ARS GRATIA ARTIS
In an era where even in art the main purpose is to strike the eye with immediately astonishing images, it may seem strange that there are artists who ask their interlocutor to slow down, pay attention, depth, constancy, intellectual participation, visual intelligence, and contemplation. Yet they exist, they are not few, and almost all of them practice some form of abstraction, a term that can range from the most hermetic conceptualism to the more traditional pictorial abstractionism, as it came to be specified during the first seventy years of the twentieth century. Raffaele Cioffi is among the latter.
To clear the field of any misunderstanding, it must be said immediately that abstraction is a state of mind, an existential condition that has historically found its visual expression in abstractionism, and not vice versa. In other words, this condition of the human being is not linked to a particular historical moment, just like its visual manifestation, made up of shapes and colors without subject or object, which is not simply the language with which it is expressed: now that (almost) all the linguistic boundaries of art have fallen, and that “everything can work” in its world, abstraction as a visual language is no longer linked to a period and a meaning of rupture, of avant-garde, and for the same reason cannot be accused of traditionalism.

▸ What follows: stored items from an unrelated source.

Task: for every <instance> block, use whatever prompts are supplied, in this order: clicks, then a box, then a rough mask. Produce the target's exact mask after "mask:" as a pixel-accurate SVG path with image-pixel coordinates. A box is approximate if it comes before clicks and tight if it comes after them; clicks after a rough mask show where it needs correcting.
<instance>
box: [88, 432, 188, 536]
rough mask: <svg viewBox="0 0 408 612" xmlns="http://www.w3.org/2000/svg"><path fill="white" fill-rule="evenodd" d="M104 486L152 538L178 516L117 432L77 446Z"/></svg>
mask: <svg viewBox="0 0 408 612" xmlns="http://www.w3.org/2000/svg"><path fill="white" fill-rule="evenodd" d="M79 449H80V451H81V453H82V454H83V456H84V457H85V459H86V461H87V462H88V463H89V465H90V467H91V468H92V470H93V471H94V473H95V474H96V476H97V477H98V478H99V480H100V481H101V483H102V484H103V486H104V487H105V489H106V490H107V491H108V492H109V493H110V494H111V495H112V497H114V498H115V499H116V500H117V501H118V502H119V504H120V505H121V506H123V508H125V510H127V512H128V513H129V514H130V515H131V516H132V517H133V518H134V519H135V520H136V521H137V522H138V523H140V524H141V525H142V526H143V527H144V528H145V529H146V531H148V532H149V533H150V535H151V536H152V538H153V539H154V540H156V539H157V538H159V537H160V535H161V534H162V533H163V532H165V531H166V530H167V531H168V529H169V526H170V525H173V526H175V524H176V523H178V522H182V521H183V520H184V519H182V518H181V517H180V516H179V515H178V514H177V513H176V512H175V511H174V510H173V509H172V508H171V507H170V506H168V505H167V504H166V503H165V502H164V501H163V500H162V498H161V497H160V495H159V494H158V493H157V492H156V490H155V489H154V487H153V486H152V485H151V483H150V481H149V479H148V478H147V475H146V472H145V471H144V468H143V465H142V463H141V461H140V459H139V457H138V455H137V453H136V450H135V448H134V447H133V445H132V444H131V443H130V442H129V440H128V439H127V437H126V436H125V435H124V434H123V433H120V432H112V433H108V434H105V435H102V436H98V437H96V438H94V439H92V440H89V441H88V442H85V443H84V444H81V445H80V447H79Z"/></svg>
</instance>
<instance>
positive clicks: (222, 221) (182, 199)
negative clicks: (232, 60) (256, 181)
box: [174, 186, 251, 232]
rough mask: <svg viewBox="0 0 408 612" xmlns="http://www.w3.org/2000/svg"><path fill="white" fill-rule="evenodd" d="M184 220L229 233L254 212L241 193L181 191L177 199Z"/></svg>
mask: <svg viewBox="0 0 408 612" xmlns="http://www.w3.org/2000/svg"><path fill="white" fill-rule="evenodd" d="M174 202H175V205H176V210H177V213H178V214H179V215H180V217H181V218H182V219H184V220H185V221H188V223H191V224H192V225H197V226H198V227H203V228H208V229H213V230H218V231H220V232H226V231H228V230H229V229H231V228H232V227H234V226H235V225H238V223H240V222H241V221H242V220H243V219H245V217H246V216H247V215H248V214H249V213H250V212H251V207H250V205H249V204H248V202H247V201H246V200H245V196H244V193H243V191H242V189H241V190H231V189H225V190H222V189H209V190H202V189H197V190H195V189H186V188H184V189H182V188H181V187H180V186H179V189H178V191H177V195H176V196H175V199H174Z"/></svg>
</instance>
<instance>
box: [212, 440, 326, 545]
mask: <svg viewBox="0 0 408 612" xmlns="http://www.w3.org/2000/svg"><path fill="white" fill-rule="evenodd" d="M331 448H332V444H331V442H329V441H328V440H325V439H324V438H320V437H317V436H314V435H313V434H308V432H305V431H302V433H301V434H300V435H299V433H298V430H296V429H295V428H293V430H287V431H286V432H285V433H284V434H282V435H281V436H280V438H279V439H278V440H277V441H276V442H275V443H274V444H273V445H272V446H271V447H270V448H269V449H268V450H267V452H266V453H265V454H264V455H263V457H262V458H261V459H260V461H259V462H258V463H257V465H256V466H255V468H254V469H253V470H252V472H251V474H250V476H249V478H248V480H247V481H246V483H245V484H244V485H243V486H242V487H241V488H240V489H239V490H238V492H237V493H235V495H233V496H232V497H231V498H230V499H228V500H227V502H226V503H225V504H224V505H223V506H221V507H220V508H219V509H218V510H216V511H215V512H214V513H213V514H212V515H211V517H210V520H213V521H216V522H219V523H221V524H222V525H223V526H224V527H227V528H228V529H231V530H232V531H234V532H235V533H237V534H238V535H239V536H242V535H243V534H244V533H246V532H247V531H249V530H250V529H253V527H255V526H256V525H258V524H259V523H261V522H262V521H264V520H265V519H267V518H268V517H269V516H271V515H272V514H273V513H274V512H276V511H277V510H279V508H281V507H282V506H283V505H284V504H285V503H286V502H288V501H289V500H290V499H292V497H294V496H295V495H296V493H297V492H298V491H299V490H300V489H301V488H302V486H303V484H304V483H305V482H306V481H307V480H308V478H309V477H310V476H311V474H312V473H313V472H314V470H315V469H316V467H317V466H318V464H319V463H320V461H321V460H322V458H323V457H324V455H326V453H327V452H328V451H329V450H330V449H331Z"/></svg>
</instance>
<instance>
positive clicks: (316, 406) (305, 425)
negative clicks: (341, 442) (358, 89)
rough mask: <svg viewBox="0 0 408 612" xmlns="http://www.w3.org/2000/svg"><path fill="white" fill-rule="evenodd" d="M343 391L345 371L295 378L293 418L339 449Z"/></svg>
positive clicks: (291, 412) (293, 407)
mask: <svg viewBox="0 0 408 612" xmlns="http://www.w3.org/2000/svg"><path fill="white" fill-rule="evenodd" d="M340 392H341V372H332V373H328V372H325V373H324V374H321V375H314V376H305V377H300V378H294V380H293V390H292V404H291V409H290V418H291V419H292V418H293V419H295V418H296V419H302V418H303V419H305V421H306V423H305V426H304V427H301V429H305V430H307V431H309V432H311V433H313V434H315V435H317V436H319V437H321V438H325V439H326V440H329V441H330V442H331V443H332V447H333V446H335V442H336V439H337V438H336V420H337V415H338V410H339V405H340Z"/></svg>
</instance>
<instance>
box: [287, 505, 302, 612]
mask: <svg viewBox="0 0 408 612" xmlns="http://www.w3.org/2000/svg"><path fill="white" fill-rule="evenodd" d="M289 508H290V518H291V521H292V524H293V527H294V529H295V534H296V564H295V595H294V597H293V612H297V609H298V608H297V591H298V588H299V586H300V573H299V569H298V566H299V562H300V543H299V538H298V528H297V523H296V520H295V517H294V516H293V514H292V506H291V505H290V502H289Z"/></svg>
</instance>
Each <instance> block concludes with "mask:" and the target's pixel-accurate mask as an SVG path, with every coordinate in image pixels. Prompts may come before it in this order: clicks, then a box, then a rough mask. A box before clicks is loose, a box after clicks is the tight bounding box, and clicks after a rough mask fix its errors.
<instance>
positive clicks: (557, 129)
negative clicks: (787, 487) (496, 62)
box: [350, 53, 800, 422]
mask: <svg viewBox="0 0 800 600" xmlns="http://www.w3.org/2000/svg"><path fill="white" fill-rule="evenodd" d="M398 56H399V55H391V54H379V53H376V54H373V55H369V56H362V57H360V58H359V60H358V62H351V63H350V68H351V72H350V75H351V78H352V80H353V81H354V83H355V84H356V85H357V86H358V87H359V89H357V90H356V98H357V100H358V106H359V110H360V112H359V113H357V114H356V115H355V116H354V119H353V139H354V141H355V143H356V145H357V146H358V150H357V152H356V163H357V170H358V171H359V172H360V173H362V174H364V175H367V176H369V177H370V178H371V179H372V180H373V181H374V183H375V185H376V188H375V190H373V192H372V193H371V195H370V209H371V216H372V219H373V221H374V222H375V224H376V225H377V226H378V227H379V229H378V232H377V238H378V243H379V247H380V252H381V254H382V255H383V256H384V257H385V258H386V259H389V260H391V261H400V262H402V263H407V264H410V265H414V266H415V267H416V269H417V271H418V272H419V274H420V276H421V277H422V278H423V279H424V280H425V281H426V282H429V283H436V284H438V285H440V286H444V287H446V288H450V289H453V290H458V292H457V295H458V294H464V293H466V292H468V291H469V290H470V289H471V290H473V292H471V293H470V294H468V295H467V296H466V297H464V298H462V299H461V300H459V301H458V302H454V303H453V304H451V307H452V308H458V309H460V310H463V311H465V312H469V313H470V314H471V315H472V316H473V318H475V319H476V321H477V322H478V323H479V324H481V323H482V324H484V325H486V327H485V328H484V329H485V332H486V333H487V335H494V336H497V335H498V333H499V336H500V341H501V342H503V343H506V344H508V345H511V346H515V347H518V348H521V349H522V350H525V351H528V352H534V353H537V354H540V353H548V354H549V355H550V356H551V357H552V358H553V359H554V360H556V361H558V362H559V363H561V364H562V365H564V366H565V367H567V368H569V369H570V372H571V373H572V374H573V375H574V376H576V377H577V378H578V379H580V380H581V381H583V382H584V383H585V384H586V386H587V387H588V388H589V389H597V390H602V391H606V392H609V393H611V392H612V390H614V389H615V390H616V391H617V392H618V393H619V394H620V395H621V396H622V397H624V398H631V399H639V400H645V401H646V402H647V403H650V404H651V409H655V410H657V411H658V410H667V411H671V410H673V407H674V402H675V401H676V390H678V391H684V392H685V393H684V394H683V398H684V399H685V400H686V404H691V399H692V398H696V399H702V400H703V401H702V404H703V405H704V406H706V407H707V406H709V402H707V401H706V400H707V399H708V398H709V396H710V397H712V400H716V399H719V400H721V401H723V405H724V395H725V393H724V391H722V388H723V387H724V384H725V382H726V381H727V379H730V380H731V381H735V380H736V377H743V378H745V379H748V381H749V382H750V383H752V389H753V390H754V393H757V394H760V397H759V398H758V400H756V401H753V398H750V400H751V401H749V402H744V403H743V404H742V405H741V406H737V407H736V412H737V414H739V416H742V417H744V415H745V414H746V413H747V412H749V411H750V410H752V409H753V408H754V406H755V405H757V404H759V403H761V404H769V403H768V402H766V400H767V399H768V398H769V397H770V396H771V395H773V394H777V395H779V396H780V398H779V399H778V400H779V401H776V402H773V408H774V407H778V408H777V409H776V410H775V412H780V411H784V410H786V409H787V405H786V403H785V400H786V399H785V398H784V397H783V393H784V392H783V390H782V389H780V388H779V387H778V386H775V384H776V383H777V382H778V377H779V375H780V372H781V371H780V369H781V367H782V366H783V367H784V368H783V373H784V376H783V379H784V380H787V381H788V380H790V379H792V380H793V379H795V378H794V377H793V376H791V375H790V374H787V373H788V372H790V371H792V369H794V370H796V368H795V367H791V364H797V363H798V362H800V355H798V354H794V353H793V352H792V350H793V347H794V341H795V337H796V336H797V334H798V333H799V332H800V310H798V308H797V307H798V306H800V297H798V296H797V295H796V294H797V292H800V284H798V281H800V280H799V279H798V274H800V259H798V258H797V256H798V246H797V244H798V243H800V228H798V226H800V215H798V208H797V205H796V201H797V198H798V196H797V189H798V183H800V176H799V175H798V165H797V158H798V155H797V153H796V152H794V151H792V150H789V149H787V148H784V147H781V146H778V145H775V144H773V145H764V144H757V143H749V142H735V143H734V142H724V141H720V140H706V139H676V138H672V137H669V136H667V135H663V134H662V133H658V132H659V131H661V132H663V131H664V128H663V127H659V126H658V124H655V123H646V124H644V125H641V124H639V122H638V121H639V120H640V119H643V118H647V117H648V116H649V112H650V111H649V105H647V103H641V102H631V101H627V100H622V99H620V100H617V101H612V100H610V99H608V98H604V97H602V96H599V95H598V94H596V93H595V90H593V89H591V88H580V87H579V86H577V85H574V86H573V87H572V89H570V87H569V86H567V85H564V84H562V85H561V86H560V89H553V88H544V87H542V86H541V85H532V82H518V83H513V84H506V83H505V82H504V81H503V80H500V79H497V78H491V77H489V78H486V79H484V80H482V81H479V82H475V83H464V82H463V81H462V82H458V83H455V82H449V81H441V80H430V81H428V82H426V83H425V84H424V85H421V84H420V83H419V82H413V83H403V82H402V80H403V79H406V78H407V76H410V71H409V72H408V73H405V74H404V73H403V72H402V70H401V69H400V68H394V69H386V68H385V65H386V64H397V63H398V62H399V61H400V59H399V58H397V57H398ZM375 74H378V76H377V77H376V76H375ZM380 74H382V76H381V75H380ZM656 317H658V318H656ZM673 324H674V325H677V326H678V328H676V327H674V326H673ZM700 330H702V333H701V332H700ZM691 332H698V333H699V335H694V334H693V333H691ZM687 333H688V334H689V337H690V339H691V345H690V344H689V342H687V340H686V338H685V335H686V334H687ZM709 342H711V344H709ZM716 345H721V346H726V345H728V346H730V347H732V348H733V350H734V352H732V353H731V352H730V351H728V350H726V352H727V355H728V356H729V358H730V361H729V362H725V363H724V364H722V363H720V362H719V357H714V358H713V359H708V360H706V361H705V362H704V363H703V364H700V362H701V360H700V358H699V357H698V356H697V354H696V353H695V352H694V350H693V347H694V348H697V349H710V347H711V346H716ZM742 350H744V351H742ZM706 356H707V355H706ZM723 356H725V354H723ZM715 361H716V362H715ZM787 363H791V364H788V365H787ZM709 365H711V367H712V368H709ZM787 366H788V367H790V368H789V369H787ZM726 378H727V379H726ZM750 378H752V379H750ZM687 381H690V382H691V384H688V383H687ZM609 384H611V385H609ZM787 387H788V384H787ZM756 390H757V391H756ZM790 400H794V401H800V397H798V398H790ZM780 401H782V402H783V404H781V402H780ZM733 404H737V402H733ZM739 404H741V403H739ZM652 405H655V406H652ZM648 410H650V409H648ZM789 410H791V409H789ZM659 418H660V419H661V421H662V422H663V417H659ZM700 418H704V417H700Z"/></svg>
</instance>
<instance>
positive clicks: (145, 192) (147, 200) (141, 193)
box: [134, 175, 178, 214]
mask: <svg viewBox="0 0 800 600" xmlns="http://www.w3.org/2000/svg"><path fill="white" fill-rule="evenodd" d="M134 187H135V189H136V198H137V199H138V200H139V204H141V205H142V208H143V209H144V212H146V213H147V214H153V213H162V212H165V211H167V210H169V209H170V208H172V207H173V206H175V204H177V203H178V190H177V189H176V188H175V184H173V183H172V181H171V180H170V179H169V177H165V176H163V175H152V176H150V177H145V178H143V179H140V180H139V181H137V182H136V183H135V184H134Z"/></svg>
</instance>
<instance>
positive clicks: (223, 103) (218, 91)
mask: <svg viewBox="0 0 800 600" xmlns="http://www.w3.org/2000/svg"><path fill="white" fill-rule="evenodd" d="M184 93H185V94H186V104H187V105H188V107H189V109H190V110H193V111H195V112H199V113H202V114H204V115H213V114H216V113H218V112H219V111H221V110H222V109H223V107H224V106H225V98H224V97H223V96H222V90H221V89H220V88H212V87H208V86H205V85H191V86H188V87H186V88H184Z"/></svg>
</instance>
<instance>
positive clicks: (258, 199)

It is a linguistic code, perhaps the purest and least contaminated by other languages and other narratives, and finds its references within itself, such as mathematics. “Ars gratia artis” – “art for art’s sake” – said the ancient Romans (and the round frame from which the lion of Metro Goldwin Meyer roars) and, as far as the visual arts are concerned, nothing comes closer to this program of abstractism. (abstractionism)
That said, whoever uses this code today – like Cioffi – can only work on the concept of “variation” with respect to the great innovations and discoveries of the last century: the fundamental elements have been identified and used, so what remains is the “variation on a theme”. Contrary to what it might seem in words, it is a very vast territory, in which what is missing are the “peaks” or the “abyss”. In this sense, imagine a very gentle landscape, varied even if made up entirely of hills, as in Tuscany… or, even better (since Cioffi is presented for the first time in Asia), imagine the typical landscape of Chinese painting and porcelain, with the mountains, the waterfall that ends up in a lake, the boat and, often, even a scholar on the shore: in both cases, the typology does not change, but it is the details that make each corner different, it is an extra proportion or at least, a more or less skillful nuance that makes the difference… and one never gets tired of those landscapes – real or painted, it doesn’t matter. Thus, abstraction in painting, never runs out, for two distinct reasons. The first is that all those who “hear” this language do not give up on it because someone before them seems to have already explored everything; the second, because the possible variants on the same theme – indeed, on the same language, which constitutes an even wider field of action – are practically infinite.
Thus Cioffi fits into the flow of that noble river of abstraction, whose source is historically known, but whose outfall cannot yet be seen. He does this by building his own molecular combination of shapes and colors, in which the echoes are obviously numerous, but whose result is absolutely unique. His own one. Basically, in his painting of the last ten years (but even more) the geometry of the signs is reduced to a minimum, while the preponderant part is destined to the color, of a single color that brings into play all its variations to form a kind of colored fog that varies in intensity – and therefore, visually, in thickness – and coagulates around the geometric signs that divide the space, that define an angle, or a vaguely rectangular shape, which the artist almost always calls “threshold” or “door”. These titles presuppose an opening, a visual device for passing from one state to another: it is a visual threshold because a gap is forming in our gaze, a chromatic gap, something that seems to us an outlet, but simply because we try to bring back what we do not know – the abstract visual system created by Cioffi – to what we do know in our physical reality – a “door” -, and yet it is not about this (or it is not “only” about this…), but of a purer work, which has language itself as its means and as its end, the language that reflects on its own codes, the metalanguage of vision.
In Cioffi’s atelier, we only talk about the strength of color, the ability of geometry to influence its power, and vice versa about how the chromatic aspect, up to the most infinitesimal brushstroke, is able to mitigate the certainties of form. Almost nothing of everyday reality enters this new pictorial world, but surely this world enters our daily reality.